Martin Memorial's lawyer, Robert Lord Jr., said hospitals should not be forced to assume financial and legal responsibility for these cases. "It should be a governmental burden," he said, "or the government should step in and otherwise exercise its authority for deportation or whatever it wants to do."
In Jimenez's case, the hospital's doctors determined that appropriate post-hospital care meant traumatic brain injury rehabilitation.
Hospital discharge planners searched to no avail for a rehabilitation program or nursing home.

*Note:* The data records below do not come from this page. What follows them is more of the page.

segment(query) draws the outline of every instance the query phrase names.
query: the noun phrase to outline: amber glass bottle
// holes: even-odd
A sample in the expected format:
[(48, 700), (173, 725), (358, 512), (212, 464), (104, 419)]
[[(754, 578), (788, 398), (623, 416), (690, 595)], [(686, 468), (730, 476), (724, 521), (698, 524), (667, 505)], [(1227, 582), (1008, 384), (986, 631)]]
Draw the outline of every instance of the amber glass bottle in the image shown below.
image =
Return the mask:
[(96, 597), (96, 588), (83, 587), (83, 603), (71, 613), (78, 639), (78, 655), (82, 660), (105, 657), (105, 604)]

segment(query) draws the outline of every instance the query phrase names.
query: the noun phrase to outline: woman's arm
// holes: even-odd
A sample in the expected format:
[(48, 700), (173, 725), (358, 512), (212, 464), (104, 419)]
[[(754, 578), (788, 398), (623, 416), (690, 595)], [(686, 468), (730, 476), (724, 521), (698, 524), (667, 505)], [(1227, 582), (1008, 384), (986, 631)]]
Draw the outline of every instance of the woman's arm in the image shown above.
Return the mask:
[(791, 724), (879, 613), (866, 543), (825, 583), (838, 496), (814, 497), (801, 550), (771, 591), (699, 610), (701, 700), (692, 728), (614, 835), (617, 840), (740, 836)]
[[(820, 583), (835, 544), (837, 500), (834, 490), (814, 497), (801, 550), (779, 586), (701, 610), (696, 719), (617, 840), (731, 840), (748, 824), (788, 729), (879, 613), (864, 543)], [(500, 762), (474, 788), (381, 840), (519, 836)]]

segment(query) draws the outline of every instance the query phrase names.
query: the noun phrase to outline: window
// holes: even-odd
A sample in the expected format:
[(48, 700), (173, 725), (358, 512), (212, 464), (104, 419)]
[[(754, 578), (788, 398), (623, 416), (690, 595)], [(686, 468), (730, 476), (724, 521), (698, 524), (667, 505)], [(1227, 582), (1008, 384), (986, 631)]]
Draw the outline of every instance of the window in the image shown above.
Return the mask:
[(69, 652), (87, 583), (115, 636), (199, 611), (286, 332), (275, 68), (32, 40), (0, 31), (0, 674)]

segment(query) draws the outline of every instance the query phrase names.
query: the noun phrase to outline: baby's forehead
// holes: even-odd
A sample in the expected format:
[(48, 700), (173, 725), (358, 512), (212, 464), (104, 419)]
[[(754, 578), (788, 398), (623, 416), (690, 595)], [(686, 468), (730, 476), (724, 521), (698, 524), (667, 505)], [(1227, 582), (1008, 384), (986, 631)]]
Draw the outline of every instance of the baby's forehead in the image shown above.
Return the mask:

Representing Jiménez's guardian, Michael Banks, a local lawyer, took the position that the hospital had a responsibility to provide Jiménez with the rehabilitation he needed, even if that meant paying a rehabilitation center to provide it. That, he noted, could have benefited both the hospital and the patient.
But the hospital declined, as Lord put it, "to take out our checkbook" and subsidize Jimenez's care at another institution.
"Once you take that step, for how long are you going to do that - a year, 10 years, 50 years?" asked Lord, the hospital lawyer.
Eventually, the Guatemalan health minister wrote a letter assuring Martin Memorial that his country was prepared to care for Jimenez.
Gabriel Orellana, who was foreign minister at the time but did not have direct knowledge of the case, said the Guatemalan government was disposed to assist an American institution. "If a hospital in Florida asks if we can take care of a Guatemalan patient, the tendency is to say yes," Orellana said.
With the guardian and the hospital at an impasse, Martin Memorial took the matter to court, asking a state judge to compel relatives to cooperate with its repatriation plan.
In court, Jiménez's doctor, Walter Gil, testified that Jiménez would benefit from returning to the intimacy of his family.
Dr. Miguel Garces, a prominent Guatemalan physician and public health advocate, said in a deposition that serious rehabilitation was "almost nonexistent" in Guatemala outside private facilities. He predicted that Jiménez would be taken in and then released from the country's one public rehabilitation hospital within a matter of weeks.
The judge granted the hospital's petition. Banks, the guardian, requested a stay, but the hospital sent Jiménez back to Guatemala just hours before its response to the stay request was due.
An appeals court later found that the Florida state judge had overstepped his bounds because deportation is the prerogative of the U.S. government. The court also declared that no evidence supported the hospital's assertion that Jiménez would receive appropriate care in Guatemala; the discharge plan, the ruling said, had not been detailed enough to satisfy federal requirements or the hospital's own rules.